We're very careful to try and avoid tail loss. If he grabs onto our hand with it we wait for him to let go to move to the next hand and gently coax him when he's in the tank.
My sister did order the Rephashy food from there and it should be here in about 2 weeks. He's shown no interest in touching the glass, but the heating lamp in elevated above the lid of the tank along with a few inches in between the tallest section of drift wood. We did switch to an aquarium light though for a little less harshness to the heat and light.
We got him a fruit bite mixture to eat as well, but I'm not sure if he's been eating that yet or not. The papaya was marketed as good for crested geckos, so we picked it up to start him out. He doesn't seem to like it though, but his crickets love it.
I know exactly what you mean. sometimes I want to open the terrarium doors but hes right there in the middle so I have to open the top to mist inside. once I accidentally pinned 2 of his toes when closing 1 door for 3 seconds, he was struggling a bit but I caught the error right away.
I really do love these animals, they're cool and cute at the same time.
he should eventually get used to glass walking when he's used to his home. depending on the light and proximity to the top of the terrarium do be careful its not too close. I got my 18 inch cube exoterra 2nd hand, the previous leopard gecko?? terrarium light was a bit too close to the plastic framed mesh for minor melt areas. a few inches does sound like a good buffer from the terrarium top.
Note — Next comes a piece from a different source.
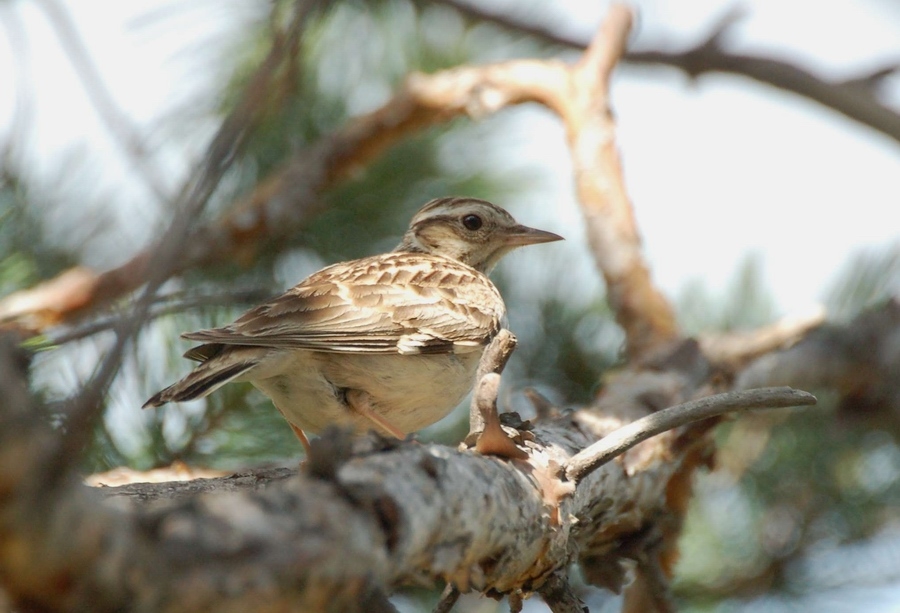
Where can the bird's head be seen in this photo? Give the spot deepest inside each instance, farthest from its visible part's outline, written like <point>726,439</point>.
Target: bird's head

there are mechanical timers for small electric appliances that could be used for the heating lamp if you want to. I have one such for my aquarium light hoods.
you can store mixed cgd for a week in the fridge though mine got picky wihin the last few months and only likes fresh mixed (or 90% fresh mixed). you could always leave CGD out in the tank or lave it out after he's eaten. it depends how often he'll eat but CGD tends to dry out after a day or 2 due to the minimal water content for mixing.
since he's a young gecko do monitor his skin for shedding. some may forgo a meal prior to shedding. they do eat their old skin but sometimes stick sheds can occur and impair future growth if left alone. higher humidity and good humidity will ensure the smaller chances of stuck sheds. saunas and a wet q-tip can take care of the rest. a sauna is basically very low water level for him to soak the given areas to loosen the skin and rolling a wet q-tip on stuck shed areas will remove the old skin. don't force the old skin off, let it go naturally. I haven't really done a sauna but you don't surpass their temperature limits 22-28C. the people on the gecko forum site will tell you how to do it if its necessary.
I haven't had such skin shed issues before luckily. they will also tend to hide before and during their sheds so don't bother them too much if shedding is suspected. do expect growth spurts when they're young. you'll know it by the amount of food they'll eat. sometimes they'll eat more than normal to support the spurt. you could tell shedding events before it happens when their pads get less sticky though stuck debris or food can also minimize pad grip. some geckoes are less sticky and may have natural troubles climbing glass.